We did quite a bit of research on the fundamental math of PBR for it and it employs an entirely new lightmap baking pipeline, but where it really makes a huge difference, in my opinion, is not on the rendering engine per se, but on its keen dedication to perceptual realism.



It's a physically based renderer done "right": doing PBR math right is relatively "easy", teaching PBR authoring to artists is much harder (arguably, not something that can be done over a single product, even) but making sure that everything makes (perceptual) sense is where the real deal is, and Sledgehammer's attitude during the project was just perfect.

Math and technology of course matter, and checking the math against ground-truth simulations is very important, but you can do a perfectly realistic game with empirical math and proper understanding of how to validate (or fit) your art against real-world reference, and you can do on the other hand a completely "wrong" rendering out of perfectly accurate math...

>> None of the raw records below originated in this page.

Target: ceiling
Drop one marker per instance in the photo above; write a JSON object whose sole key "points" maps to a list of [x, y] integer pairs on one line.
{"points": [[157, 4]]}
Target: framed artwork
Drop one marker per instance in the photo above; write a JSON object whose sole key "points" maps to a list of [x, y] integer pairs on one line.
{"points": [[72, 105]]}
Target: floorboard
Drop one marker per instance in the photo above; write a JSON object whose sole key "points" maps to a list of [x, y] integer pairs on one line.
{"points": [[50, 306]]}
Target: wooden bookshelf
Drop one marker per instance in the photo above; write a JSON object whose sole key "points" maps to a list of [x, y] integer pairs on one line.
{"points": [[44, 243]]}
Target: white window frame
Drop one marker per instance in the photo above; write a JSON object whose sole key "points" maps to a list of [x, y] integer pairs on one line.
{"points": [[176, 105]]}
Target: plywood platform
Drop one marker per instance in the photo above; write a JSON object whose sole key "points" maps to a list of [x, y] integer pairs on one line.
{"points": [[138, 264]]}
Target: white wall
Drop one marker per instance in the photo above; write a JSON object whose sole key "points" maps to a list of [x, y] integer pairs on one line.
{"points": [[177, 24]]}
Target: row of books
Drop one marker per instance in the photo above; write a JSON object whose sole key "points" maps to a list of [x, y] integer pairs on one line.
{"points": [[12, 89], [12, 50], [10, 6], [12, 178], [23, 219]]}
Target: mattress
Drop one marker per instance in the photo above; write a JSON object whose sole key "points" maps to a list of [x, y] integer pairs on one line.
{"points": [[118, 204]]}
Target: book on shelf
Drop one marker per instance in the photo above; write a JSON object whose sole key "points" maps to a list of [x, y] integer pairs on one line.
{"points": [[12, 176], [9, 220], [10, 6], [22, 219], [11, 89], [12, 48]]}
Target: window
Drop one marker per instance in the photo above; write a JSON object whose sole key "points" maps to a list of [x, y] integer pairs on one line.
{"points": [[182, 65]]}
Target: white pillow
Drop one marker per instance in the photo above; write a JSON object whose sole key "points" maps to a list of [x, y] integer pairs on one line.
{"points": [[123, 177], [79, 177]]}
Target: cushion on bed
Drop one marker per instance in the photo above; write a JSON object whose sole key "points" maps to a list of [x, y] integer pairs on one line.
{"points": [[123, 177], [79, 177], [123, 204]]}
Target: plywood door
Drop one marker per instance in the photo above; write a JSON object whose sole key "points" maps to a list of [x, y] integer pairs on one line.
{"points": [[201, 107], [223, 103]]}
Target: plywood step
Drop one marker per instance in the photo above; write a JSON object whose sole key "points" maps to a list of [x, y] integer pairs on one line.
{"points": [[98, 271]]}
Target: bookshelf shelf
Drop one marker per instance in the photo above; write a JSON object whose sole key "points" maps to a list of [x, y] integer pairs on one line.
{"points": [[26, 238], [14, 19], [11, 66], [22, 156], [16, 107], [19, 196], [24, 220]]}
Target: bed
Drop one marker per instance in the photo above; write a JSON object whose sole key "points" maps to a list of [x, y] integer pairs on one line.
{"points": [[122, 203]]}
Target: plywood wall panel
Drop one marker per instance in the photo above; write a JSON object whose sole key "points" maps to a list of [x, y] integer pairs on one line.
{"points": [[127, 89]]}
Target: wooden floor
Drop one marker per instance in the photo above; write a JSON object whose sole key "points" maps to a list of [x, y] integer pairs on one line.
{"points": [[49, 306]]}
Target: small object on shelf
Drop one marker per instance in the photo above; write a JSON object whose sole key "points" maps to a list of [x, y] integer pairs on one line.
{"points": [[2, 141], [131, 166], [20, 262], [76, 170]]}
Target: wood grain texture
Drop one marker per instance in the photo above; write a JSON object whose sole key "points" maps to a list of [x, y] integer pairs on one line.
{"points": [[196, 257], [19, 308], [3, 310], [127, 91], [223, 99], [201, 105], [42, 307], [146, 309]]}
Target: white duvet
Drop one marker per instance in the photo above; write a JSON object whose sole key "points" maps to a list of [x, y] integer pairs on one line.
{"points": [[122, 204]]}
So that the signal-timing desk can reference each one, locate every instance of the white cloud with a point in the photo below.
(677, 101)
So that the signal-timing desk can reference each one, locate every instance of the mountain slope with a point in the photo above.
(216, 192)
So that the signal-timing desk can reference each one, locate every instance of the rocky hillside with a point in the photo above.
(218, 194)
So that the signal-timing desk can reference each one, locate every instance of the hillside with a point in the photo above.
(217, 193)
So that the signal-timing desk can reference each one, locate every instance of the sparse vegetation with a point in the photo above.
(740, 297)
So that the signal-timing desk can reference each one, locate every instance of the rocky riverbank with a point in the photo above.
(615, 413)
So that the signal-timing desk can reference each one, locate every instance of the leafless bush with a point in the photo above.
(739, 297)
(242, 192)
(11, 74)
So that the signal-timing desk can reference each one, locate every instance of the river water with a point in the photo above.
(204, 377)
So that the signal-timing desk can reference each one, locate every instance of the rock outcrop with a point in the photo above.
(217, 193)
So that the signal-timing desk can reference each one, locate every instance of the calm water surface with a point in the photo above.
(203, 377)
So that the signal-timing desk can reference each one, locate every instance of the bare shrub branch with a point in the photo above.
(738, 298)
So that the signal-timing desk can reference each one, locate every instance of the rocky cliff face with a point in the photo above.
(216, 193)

"Squint-worthy" is how Sledgehammers's rendering lead Danny Chan calls AW's lighting quality.
Things make sense, they are overall in the right brightness ratios

Advanced Warfare did also many other innovations, Jorge Jimenez authored a wonderful post-effect pipeline (he really doesn't do anything if it's not better than state of the art!) and AW also took a new version of our perpetually improving performance capture (and face rendering) technology, developed in collaboration with ICT

But I don't think that any single piece of technology mattered for AW more than the studio's focus on perceptual realism as a rendering goal. And I love it!

Call of Duty: Black Ops 3 

I won't talk much about Black Ops 3, also because I already did a post on Siggraph 2016 where we presented lots of rendering innovations done during the previous few years. 
The only presentation I'd like to add here, which is a bit unrelated to rendering, is this one: showing how to fight latency by tweaking animations.

Personally I think that if Sledgehammer's COD is great in its laser focus on going very deep exploring a single objective, Black Ops 3 is just crazy. Treyarch is crazy! Never before I've seen so many rendering improvements pushed on such a large, important franchise. Thus I wouldn't know really where to start... 

BO3 notably switched from forward to deferred, but I'd say that most of what's on screen is new, both in terms of being coded from scratch and often times also in terms of being novel research, and even behind the scenes lots of things changed, tools, editors, even the way it bakes GI is completely unique and novel.



If I had to pick I guess I can narrow BO3 rendering philosophy down to unification and productivity. Everything is lit uniformly, from particles to volumetrics to meshes, there are a lot less "rendering paths" and most of the systems are easier to author for.


All this sums up to a very coherent rendering quality across the screen, it's impossible to tell dynamic objects from static ones for example, and there are very few light leaks, even on specular lighting (which is quite hard to occlude).

Stylistically I'd say, to my eyes, it's somewhere in between AW and Ghosts. It's not quite as arbitrarily painted as Ghosts, and it is a PBR renderer done paying attention to its accuracy, but the data is quite more liberally art directed, and the final rendered frames lean more towards a filmic depiction than close adherence to perceptual realism.

Call of Duty: Infinite Warfare

...is not out yet, and I won't talk about its rendering at all, of course!

It's quite impressive though to see how much space each studio has to completely tailor their rendering solutions to each game, year after year. COD is no Dreams, but compared to titles of similar scope, I'd say it's very agile.

So rest assured, it's yet again quite radically different than what was done before, and it packs quite a few cute tricks... I can't imagine that most of them won't appear at a Siggraph or GDC, till then, you can try to guess what it's trying to accomplish, and how, from the trailers!



Three years, three titles, three different rendering systems, crafted for specific visual goals and specific production needs. The Call of Duty engines don't even have a name (not even internally!), but a bunch of very talented, pragmatic people with very few artificial constraints put on what they can change and how.